The decline in total consumer spending is almost certainly going to be longer and more widespread – affecting not only the risky contagion activities but those without risk – but on vacation schemes. This helped protect family income from the significant decline in national income last year.
But this is not the only thing that is happening. Spending on some of these “non-hazardous” things has risen faster than income – in some cases faster than it has been for many years. So it looks as if consumers used some of the money they would have spent on more risky activities – going to restaurants and so on – to buy other things instead.
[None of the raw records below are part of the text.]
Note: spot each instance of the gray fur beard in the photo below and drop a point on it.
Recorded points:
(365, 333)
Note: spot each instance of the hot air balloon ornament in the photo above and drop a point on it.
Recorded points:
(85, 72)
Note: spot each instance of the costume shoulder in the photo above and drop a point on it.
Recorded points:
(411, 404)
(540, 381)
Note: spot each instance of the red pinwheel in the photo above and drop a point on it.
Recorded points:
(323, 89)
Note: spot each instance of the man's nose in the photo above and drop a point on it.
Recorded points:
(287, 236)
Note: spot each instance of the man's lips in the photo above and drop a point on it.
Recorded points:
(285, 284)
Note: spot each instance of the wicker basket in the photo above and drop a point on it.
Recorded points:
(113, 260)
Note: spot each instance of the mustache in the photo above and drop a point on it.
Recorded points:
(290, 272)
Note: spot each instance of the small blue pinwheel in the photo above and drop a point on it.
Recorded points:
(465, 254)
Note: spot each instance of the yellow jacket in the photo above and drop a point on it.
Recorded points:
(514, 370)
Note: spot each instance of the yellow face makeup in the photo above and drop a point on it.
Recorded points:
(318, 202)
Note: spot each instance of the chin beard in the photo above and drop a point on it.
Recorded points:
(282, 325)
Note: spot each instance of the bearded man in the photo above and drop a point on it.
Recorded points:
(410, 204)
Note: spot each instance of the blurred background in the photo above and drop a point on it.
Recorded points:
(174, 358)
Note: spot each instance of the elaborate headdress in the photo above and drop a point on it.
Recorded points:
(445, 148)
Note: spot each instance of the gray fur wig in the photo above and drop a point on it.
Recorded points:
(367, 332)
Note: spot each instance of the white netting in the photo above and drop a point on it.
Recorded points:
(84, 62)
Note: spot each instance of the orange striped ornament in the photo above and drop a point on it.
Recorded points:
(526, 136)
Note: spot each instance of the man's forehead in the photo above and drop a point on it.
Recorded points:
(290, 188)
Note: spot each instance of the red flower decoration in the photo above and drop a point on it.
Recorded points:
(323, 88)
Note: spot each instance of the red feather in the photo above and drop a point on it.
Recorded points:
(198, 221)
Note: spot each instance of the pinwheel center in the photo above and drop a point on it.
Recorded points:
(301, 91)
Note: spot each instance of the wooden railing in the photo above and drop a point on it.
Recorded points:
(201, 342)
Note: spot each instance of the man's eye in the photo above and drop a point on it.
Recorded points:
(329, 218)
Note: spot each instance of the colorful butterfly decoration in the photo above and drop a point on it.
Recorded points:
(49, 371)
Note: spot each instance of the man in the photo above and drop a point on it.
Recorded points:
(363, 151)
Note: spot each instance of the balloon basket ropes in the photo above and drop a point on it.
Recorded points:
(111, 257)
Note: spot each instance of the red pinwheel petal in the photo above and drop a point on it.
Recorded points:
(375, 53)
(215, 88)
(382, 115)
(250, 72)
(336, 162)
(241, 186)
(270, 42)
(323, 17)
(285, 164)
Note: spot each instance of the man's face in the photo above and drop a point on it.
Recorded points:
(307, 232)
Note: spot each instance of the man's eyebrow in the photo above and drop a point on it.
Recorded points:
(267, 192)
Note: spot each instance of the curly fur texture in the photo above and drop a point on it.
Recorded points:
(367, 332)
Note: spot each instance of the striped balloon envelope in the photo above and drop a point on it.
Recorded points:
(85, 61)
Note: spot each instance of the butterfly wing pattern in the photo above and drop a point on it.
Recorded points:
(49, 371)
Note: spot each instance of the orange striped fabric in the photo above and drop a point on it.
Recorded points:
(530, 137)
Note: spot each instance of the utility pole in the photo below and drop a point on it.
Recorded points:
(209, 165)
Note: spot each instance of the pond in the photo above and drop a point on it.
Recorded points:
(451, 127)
This seems logical. A pound spent on one thing does not necessarily mean less than a pound in total. In fact, under some (extreme) circumstances, you might expect a substitution of this type to be a one-by-one. If people are completely indifferent between different types of consumption – if they are completely happy with “non-dangerous” things like “risky” things – then total spending will not decrease at all (relative to specific income). What was saved on one will be spent entirely on the other. The same applies if the rise in infection rates is expected to be permanent. If the future looks exactly like the present, then there is no need for saving – or hence consumption overall – to change.
These conditions are clearly unrealistic. Some things are good alternatives to dangerous activities during a pandemic. Buying things online probably isn’t that much more difficult than buying things in store. Watching a movie on screen at home can replace a trip to the cinema. But hanging out with family or friends to a bar or restaurant, listening to live music or watching a play – for the many things we’ve been forbidden for most of the past year, no agent is good. As for the dynamics of the epidemic, one thing is that it is not permanent or even slow-moving. Infestation rates rose very quickly in the spring, and once locked down, they decreased nearly the same speed in early summer. With the promise of looser restrictions as it happened, it would make sense for people to delay some spending until the day itself.
However, a reasonable degree of spending switching has clearly occurred: some areas of consumption have performed exceptionally well last year, even as others have declined very sharply. Since it is difficult for economic resources to respond to large and rapid shifts in demand, this may have mitigated somewhat the direct effect of deflation, as it were, on inflation.